I was discharged from the Army in 1941 and after aircraft training I enlisted in the Navy at age 21. Of course we were all consumed with anger about the attack on our country and we had great desire to avenge and protect our nation.
I was sent to boot camp in upstate N.Y. (Sampson Training Center) on Seneca Lake. After six weeks I was transferred to Memphis, TN for A School training, six mos. later I was sent to Pan Am base on Long Island, N.Y. for training on the PB2Y-3 Coronado flying boat.
Three months later I was transferred to NAS Alameda in California, there I was assigned to FAW 2 and a few weeks later I was flown out to the Marshall Islands where we supported VP-13 patrol squadron. We operated out of Kwajalein in the Marshall Atoll. It’s a small island about a ½ mile by 2 miles. Located there were Army anti-aircraft personnel with 90 mm guns for protection, also Marine fighters, Seabees and Navy, it was a very busy place. VP-13 was a patrol squadron search and patrol and support of the B-24's raiding nearby on Japanese held islands and Truk- the big Japanese naval base.

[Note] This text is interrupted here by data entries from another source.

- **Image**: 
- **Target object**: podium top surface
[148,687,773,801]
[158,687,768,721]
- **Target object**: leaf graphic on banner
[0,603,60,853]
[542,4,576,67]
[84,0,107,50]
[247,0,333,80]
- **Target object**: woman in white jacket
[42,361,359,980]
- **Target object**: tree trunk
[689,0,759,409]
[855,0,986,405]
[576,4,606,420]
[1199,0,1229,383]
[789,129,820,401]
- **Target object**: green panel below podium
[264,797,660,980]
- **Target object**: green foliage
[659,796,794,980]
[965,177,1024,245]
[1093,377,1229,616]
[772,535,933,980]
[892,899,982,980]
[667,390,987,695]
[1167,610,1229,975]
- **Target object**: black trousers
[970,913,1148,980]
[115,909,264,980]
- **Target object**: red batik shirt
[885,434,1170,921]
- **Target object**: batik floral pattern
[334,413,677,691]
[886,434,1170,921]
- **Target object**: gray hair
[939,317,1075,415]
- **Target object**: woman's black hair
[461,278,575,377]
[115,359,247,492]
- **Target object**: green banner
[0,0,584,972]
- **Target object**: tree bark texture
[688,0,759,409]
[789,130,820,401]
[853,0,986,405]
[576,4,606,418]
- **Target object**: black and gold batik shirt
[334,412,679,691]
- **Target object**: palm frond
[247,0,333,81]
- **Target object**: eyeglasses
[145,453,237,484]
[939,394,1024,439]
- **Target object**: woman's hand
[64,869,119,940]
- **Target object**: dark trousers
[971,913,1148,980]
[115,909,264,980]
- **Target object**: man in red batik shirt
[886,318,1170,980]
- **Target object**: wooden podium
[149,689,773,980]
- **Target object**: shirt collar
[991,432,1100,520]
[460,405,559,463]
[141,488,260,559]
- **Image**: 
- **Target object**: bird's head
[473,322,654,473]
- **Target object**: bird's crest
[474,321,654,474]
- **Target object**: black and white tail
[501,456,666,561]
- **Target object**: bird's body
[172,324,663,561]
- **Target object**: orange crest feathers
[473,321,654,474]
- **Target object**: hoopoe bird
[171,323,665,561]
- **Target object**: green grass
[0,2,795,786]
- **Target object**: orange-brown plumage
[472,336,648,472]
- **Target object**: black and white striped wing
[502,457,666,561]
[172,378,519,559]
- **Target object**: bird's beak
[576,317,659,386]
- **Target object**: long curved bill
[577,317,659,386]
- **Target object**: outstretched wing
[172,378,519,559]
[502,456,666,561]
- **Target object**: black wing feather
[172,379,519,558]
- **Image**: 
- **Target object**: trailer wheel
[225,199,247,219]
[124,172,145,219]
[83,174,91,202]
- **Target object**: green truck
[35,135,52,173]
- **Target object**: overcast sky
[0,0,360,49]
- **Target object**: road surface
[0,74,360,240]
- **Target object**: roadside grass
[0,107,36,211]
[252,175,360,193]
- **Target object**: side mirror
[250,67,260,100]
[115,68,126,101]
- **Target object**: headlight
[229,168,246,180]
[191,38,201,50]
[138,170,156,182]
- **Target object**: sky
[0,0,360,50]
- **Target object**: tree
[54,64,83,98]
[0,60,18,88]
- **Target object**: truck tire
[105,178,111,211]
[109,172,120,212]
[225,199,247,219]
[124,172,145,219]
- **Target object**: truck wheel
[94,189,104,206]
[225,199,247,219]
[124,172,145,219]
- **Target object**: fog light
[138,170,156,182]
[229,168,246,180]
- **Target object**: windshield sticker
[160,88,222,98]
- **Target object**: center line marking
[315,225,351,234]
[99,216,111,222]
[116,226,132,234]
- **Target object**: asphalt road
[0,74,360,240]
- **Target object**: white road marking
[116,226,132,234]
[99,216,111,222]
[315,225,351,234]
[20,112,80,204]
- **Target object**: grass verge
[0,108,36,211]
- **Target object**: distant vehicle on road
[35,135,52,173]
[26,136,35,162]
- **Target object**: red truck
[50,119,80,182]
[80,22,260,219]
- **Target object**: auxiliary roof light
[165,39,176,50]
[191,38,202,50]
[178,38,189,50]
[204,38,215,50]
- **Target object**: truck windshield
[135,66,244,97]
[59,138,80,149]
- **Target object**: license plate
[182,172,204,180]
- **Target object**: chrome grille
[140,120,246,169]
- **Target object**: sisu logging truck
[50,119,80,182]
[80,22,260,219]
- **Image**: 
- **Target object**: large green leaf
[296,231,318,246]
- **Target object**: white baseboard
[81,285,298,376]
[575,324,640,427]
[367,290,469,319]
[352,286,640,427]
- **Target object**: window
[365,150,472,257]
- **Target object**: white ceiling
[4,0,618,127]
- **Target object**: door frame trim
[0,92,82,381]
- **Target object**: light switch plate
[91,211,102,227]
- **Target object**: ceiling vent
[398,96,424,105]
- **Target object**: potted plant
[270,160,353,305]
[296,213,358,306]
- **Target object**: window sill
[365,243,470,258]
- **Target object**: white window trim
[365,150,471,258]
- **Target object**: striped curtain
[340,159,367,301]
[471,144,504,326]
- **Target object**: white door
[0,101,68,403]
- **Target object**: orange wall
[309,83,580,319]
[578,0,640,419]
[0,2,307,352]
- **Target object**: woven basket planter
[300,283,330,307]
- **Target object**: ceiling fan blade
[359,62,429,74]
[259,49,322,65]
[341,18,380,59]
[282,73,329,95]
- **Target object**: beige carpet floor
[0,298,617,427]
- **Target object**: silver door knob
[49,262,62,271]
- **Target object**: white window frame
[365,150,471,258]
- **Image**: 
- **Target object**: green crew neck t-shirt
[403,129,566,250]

After six mos. here I was returned to NAS Alameda where I was assigned to Naval Air Transport system VR-2. I spent a few months in training and then was assigned to the Pacific operations. We flew from Alameda across the Pacific to the Philippines with staging stops at Johnston Island, Kwajalein, Saipan to Manila harbor at Cavite and Subic Bay on flying boats carrying high priority cargo and passengers. Crews were staged at each base and flew one leg at a time and the aircraft went on to Cavite where it returned to California. These aircraft were very slow, about 130 knots/140 mph. Alameda to Honolulu would average about 14 hours.
We had a crew of 10, 3 pilots, 2 navigators, 2 engineers, 2 radio operators and an orderly, five crew members were on duty at any one time. My job was flight engineer, I tended to the engines and fuel dispersion to the engines and had to coordinate fuel supplies with the navigator who was keeping a close eye on our positions on the flight track.
I always had a close relationship with Our Lord and His Mother, there were a few occasions where I talked to them.
When we heard the A(tomic) Bombs had been dropped and the War was over in August ‘45 we were all greatly relieved and thankful.
I finally was able to return home in December ‘45 to begin a new life.
Thanks again for your interest in our history and wonderful letter.